Manifestement, étaient en jeu des questions politiques impliquant les liens
de ben Laden non seulement avec les services secrets pakistanais mais avec
des éléments au sein des services de renseignement américains eux-mêmes.
Près d’une décennie après le lancement de la « guerre contre le
terrorisme, » 100.000 soldats américains luttent encore contre un mouvement
de résistance armé grandissant et attisé, dans une large mesure, par les
centaines de milliers d’Afghans tués et blessés dans la guerre coloniale
américaine.
Dans le même temps, la soi-disant guerre contre le terrorisme a amorcé un
brusque tournant un an et demi après le 11 septembre avec le lancement de
l’assaut « Shock and Awe » (« Choc et effroi ») contre l’Irak. Là encore,
l’objectif était un changement de régime – justifié par des mensonges
concernant des « armes de destruction massive » – bien que la cible, Saddam
Hussein, ait été un ennemi reconnu de ben Laden et des terroristes
islamistes. Plus d’un million d’Irakiens ont perdu la vie du fait de la
guerre d’agression américaine contre l’Irak, et 47.000 soldats américains
continuent d’occuper ce pays.
A présent, le gouvernement Obama est engagé dans une autre intervention
militaire destinée à renverser le dirigeant libyen Mouammar Kadhafi – un
ancien allié dans la lutte contre Al Qaïda – pour mettre en place un régime
fantoche plus servile à l’égard de Washington et des conglomérats
énergétiques occidentaux. Dans ce conflit, les Etats-Unis et leurs alliés
européens fournissent un soutien aérien rapproché, des conseillers et des
armes à une force « rebelle » comprenant des éléments islamistes dont
l’entraînement s’est fait dans les camps de ben Laden en Afghanistan.
Tout ceci montre clairement que Washington n’a jamais considéré la
soi-disant « guerre contre le terrorisme » comme autre chose qu’un prétexte
utile – et Oussama ben Laden une bête noire bien pratique – pour vendre ce
que l’armée américaine qualifie à présent de « longue guerre » en Asie
centrale et méridionale et dans le Golfe persique.
Quels étaient les véritables objectifs de cette guerre? Zbigniew
Brzezinski, conseiller national à la sécurité dans le gouvernement du
président Carter, qui avait conçu l’intervention de la CIA en Afghanistan
dans les années 1980, avait fourni une idée précise des considérations
stratégiques de l’impérialisme américain.
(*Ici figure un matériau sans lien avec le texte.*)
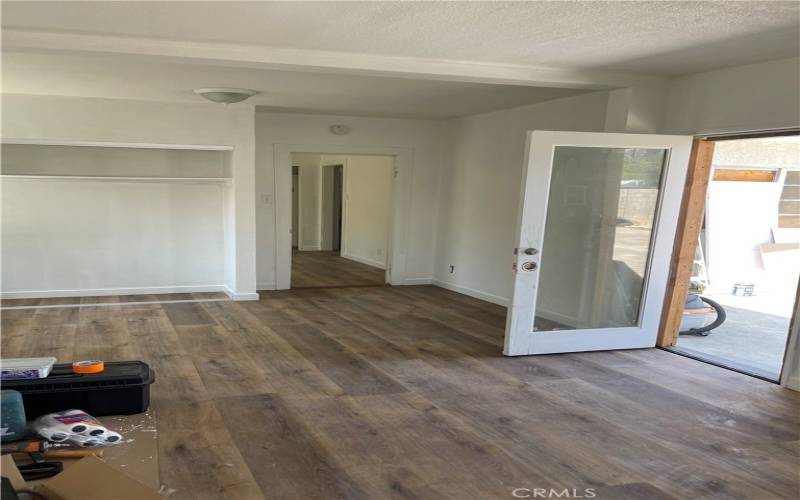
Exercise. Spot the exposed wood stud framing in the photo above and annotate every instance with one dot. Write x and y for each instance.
(689, 224)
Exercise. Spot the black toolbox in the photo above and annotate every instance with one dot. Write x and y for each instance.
(123, 388)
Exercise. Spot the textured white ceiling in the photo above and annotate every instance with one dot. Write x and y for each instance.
(141, 78)
(659, 37)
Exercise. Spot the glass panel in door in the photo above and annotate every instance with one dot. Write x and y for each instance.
(598, 237)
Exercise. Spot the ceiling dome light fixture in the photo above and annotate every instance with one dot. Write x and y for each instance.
(225, 95)
(339, 129)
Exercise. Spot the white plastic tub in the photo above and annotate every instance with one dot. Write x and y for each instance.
(25, 368)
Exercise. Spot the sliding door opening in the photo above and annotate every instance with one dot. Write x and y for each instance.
(744, 277)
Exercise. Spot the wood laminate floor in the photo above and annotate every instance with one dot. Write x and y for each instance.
(313, 269)
(401, 392)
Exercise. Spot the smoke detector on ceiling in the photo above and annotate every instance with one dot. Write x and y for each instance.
(225, 95)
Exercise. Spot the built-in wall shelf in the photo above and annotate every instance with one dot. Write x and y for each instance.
(132, 145)
(110, 178)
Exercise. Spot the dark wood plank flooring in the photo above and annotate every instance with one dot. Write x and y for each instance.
(314, 269)
(401, 392)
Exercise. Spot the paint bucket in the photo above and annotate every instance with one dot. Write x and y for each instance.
(742, 289)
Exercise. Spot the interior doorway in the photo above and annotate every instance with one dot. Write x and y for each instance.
(343, 220)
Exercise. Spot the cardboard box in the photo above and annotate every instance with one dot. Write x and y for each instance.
(92, 479)
(87, 479)
(127, 471)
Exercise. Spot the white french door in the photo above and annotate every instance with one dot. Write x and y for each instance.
(597, 223)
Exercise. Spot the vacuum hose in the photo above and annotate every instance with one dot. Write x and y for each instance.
(720, 319)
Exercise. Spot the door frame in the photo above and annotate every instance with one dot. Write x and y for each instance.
(533, 210)
(400, 222)
(690, 221)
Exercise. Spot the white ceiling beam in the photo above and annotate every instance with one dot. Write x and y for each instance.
(281, 58)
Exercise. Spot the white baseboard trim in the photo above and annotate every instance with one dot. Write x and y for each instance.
(417, 281)
(488, 297)
(369, 262)
(241, 296)
(557, 317)
(92, 292)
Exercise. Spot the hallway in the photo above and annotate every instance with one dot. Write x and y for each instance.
(315, 269)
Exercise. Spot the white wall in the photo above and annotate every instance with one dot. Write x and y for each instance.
(483, 165)
(420, 139)
(122, 121)
(367, 209)
(739, 218)
(480, 190)
(90, 237)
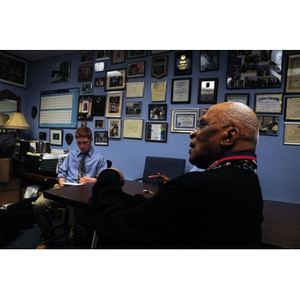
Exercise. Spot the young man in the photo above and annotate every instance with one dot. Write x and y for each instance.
(220, 207)
(83, 166)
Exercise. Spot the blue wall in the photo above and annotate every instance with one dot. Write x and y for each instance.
(279, 165)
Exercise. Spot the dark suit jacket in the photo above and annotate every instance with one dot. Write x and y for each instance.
(219, 208)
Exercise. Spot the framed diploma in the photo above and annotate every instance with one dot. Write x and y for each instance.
(183, 63)
(158, 91)
(159, 67)
(291, 134)
(156, 132)
(268, 103)
(293, 74)
(133, 128)
(184, 120)
(181, 90)
(207, 91)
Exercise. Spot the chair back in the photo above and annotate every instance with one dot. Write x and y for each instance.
(171, 167)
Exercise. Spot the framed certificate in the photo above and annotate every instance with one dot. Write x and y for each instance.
(268, 103)
(181, 90)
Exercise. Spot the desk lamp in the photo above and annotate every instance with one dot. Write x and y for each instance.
(17, 122)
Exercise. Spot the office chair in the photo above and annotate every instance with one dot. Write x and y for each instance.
(171, 167)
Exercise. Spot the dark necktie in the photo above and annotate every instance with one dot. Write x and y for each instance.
(81, 169)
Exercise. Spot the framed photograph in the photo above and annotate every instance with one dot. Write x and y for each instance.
(136, 53)
(158, 91)
(136, 69)
(183, 63)
(291, 134)
(133, 109)
(115, 80)
(114, 128)
(181, 90)
(86, 57)
(101, 138)
(102, 55)
(157, 112)
(254, 69)
(99, 81)
(13, 70)
(85, 108)
(99, 66)
(99, 123)
(56, 137)
(242, 98)
(268, 103)
(135, 89)
(99, 105)
(133, 128)
(292, 109)
(209, 60)
(159, 67)
(60, 71)
(85, 73)
(207, 92)
(114, 104)
(87, 88)
(117, 56)
(156, 132)
(268, 125)
(184, 120)
(292, 84)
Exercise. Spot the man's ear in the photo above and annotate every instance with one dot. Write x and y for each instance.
(230, 136)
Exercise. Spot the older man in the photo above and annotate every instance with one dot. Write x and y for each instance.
(218, 208)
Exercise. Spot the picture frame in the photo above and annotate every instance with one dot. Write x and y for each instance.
(181, 91)
(114, 104)
(209, 60)
(254, 69)
(133, 128)
(158, 91)
(159, 68)
(99, 105)
(183, 62)
(85, 108)
(291, 134)
(268, 103)
(114, 128)
(241, 98)
(101, 138)
(184, 120)
(102, 55)
(87, 88)
(56, 137)
(268, 125)
(99, 123)
(136, 69)
(99, 81)
(157, 112)
(292, 109)
(156, 132)
(292, 84)
(117, 56)
(60, 71)
(207, 91)
(136, 53)
(85, 73)
(115, 80)
(133, 109)
(18, 69)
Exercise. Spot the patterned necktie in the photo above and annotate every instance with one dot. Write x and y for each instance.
(81, 169)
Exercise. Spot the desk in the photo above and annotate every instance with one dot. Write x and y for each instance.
(80, 195)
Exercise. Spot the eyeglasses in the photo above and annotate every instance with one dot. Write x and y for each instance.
(200, 124)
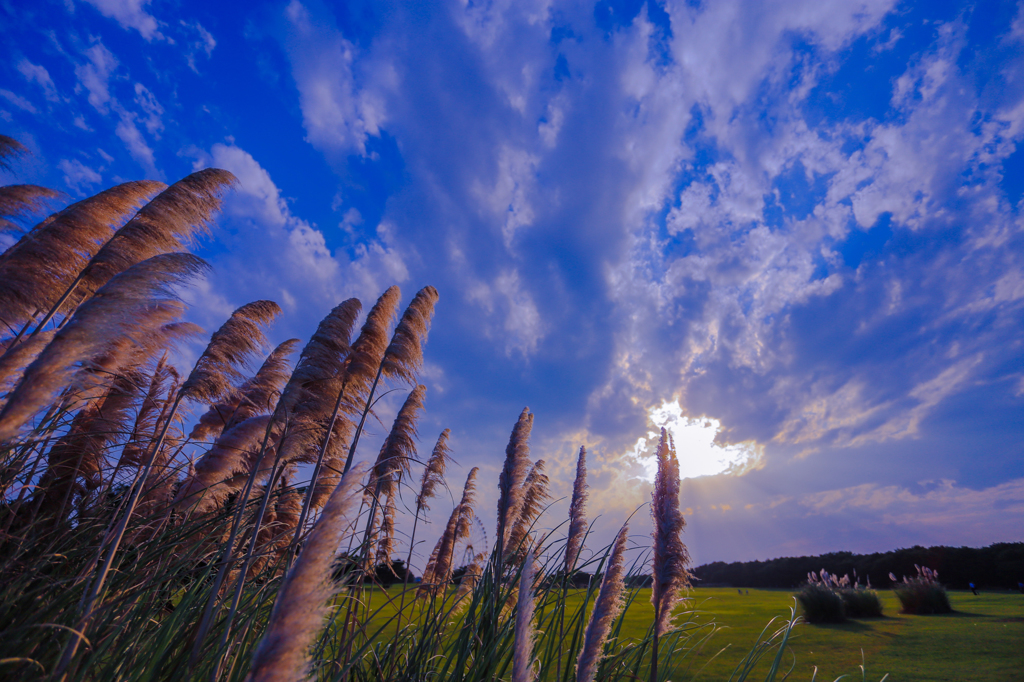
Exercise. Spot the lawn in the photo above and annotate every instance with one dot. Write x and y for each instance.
(982, 641)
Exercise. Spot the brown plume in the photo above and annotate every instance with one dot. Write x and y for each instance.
(19, 355)
(368, 350)
(10, 148)
(115, 311)
(333, 461)
(310, 394)
(144, 429)
(168, 223)
(316, 377)
(606, 608)
(229, 350)
(437, 573)
(398, 449)
(513, 475)
(213, 478)
(534, 497)
(433, 473)
(256, 395)
(671, 558)
(22, 202)
(403, 356)
(36, 270)
(303, 599)
(578, 513)
(76, 461)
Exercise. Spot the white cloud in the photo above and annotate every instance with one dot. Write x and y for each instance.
(34, 73)
(17, 100)
(275, 254)
(130, 14)
(78, 176)
(95, 74)
(145, 99)
(136, 144)
(338, 115)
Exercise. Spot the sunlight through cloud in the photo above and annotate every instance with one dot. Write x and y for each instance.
(698, 454)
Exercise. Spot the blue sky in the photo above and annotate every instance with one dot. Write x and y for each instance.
(795, 226)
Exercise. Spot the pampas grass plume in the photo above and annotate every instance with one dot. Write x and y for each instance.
(283, 654)
(606, 608)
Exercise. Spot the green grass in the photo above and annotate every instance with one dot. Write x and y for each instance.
(980, 641)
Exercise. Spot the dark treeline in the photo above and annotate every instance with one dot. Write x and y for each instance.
(996, 566)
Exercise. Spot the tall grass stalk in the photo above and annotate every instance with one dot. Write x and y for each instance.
(173, 558)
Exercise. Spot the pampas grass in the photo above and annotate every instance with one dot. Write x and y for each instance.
(578, 514)
(522, 653)
(302, 601)
(145, 555)
(606, 608)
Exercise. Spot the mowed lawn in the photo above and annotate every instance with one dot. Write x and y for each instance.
(982, 641)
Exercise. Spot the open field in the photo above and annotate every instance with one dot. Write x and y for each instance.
(982, 641)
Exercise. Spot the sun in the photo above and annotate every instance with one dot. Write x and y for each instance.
(694, 438)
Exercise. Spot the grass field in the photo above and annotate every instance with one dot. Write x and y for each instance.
(982, 641)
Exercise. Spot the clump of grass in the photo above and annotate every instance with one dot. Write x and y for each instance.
(131, 551)
(922, 594)
(827, 598)
(820, 604)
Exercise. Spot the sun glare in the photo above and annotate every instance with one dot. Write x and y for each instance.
(698, 454)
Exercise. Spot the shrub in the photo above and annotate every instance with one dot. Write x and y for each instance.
(922, 594)
(820, 603)
(826, 598)
(861, 602)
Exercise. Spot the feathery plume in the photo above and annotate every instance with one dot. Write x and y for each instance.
(522, 652)
(403, 356)
(474, 571)
(142, 292)
(75, 461)
(229, 349)
(535, 495)
(170, 222)
(18, 356)
(148, 413)
(231, 453)
(255, 396)
(606, 608)
(315, 379)
(38, 268)
(368, 350)
(578, 513)
(438, 570)
(283, 654)
(10, 148)
(513, 474)
(433, 474)
(399, 446)
(671, 558)
(22, 201)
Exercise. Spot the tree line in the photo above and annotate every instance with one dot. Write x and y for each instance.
(997, 566)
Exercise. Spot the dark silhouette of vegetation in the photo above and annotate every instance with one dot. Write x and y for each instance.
(996, 566)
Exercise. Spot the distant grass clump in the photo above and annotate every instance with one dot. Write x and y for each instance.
(132, 548)
(922, 594)
(826, 598)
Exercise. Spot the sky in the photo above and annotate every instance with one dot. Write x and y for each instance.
(790, 231)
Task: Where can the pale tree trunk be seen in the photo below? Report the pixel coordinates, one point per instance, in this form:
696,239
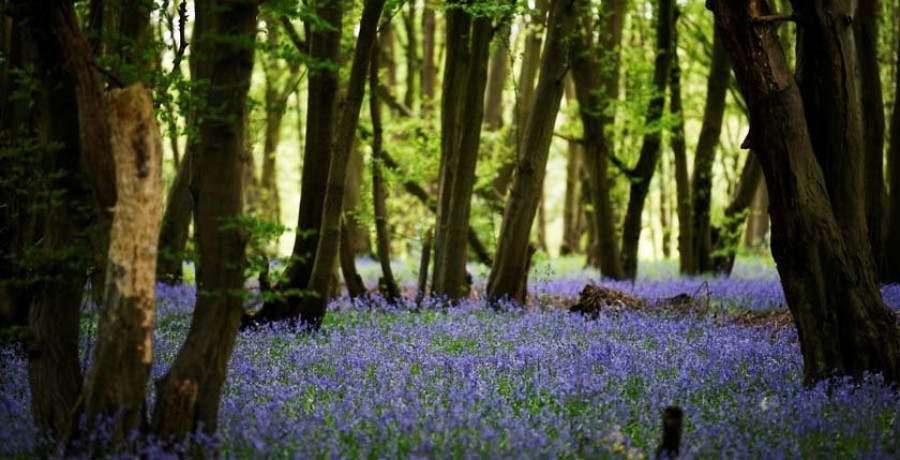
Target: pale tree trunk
830,287
188,394
379,190
117,382
509,274
705,156
312,309
595,68
450,263
651,148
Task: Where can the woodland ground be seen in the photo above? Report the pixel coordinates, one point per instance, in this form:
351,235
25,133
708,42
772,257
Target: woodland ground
469,382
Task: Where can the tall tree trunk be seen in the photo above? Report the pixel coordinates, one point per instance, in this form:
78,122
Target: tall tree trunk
531,61
597,84
650,150
892,241
705,156
450,263
830,287
429,72
687,260
118,379
509,273
572,205
869,75
312,309
188,394
379,191
727,237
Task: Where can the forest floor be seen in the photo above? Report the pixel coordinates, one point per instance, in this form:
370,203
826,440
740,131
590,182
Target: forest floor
384,381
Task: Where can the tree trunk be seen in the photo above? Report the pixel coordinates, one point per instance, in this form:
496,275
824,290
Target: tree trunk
117,382
509,273
188,394
727,238
572,208
830,288
596,84
650,150
687,259
379,191
871,98
531,61
705,156
429,72
450,268
312,309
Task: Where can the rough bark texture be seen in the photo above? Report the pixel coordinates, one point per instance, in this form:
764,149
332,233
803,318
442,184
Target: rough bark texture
705,156
450,264
379,191
869,74
312,309
595,68
188,394
117,382
830,288
686,260
511,262
651,148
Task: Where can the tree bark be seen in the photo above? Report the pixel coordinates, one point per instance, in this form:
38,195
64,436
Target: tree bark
509,273
869,74
596,84
830,289
188,394
650,150
686,260
705,156
312,309
379,191
117,382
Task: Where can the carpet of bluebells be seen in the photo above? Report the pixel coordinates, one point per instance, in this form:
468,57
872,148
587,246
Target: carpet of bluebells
382,381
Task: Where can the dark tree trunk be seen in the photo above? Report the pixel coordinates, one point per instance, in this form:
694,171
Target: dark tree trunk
596,84
188,394
687,259
118,379
531,61
727,238
705,156
866,38
509,273
312,309
830,287
572,205
650,150
379,191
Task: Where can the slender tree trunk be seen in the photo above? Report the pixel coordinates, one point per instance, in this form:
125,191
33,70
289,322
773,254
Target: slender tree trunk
509,274
572,208
650,150
379,191
312,309
705,156
531,61
596,84
869,75
830,287
727,238
687,258
118,379
429,72
188,394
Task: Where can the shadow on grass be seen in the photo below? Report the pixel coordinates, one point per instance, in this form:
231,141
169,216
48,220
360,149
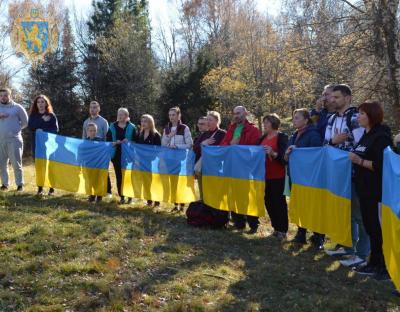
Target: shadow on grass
270,275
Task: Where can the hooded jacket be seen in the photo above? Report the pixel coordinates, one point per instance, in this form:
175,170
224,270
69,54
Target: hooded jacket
309,138
371,147
249,136
16,120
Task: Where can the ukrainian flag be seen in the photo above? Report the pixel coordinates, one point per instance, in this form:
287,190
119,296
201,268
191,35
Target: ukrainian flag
70,164
158,173
233,178
321,192
391,214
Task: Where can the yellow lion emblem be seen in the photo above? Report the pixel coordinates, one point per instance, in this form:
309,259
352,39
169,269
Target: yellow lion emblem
33,36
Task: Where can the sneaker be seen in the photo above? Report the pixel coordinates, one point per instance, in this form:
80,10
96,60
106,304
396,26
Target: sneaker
252,230
317,242
353,261
40,191
175,209
368,270
382,275
279,235
299,239
337,252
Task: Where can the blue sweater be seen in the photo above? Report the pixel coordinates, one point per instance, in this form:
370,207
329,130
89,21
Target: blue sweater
310,138
36,122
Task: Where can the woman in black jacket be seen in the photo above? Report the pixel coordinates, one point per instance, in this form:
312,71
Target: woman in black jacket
368,166
148,135
42,118
275,144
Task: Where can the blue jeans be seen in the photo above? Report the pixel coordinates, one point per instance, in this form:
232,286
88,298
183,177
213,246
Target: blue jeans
360,238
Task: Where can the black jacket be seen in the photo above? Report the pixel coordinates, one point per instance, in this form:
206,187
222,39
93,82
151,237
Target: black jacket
283,140
152,138
371,147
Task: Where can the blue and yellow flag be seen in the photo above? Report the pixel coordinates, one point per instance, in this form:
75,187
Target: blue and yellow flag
391,214
321,192
233,178
73,165
158,173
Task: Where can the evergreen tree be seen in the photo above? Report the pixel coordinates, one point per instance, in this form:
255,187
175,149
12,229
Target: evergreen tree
120,66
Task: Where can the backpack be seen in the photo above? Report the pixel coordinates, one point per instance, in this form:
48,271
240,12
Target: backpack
200,215
349,117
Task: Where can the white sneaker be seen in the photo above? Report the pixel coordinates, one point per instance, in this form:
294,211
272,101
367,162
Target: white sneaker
339,252
353,261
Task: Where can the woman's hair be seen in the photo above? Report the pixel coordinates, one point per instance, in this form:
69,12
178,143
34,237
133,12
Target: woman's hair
216,115
374,112
91,125
150,120
274,120
304,112
176,109
34,108
123,110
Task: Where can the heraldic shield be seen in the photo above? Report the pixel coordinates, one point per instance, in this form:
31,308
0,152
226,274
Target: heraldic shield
34,35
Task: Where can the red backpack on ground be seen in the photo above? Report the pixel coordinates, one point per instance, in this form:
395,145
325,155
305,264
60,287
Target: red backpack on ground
200,215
Dans son livre Le grand échiquier, paru en 1997, Brzezinski
décrivait l’Eurasie comme « l’échiquier sur lequel se déroule la lutte pour
la primauté mondiale. » Il soulignait qu’avec la fin de la puissance
soviétique dans la région, le défi auquel l’impérialisme est confronté était
d’empêcher « l’émergence d’une puissance eurasiatique antagoniste et
dominatrice. »
Les ressources énergétiques du bassin Caspien étaient d’une importance
vitale, étant en termes d’importance mondiale juste derrière celles du golfe
persique. L’Afghanistan fournit les principaux couloirs des oléoducs pour
acheminer ces ressources stratégiques vers l’Occident et se situe de plus à
proximité immédiate des trois puissances considérées vraisemblablement comme
les plus antagonistes à l’hégémonie américaine dans la région : la Chine, la
Russie et l’Iran.
Dans son livre, Brzezinski se plaignait que l’Amérique était « trop
démocratique chez elle pour être autocratique à l’étranger, » avec des
sentiments populaires limitant la capacité de Washington à recourir à
« l’intimidation militaire » pour arriver à ses fins. Ceci ne pourrait être
surmonté, a-t-il suggéré, que « dans une situation de menace soudaine ou de
remise en cause du sentiment populaire de bien-être dans le pays. »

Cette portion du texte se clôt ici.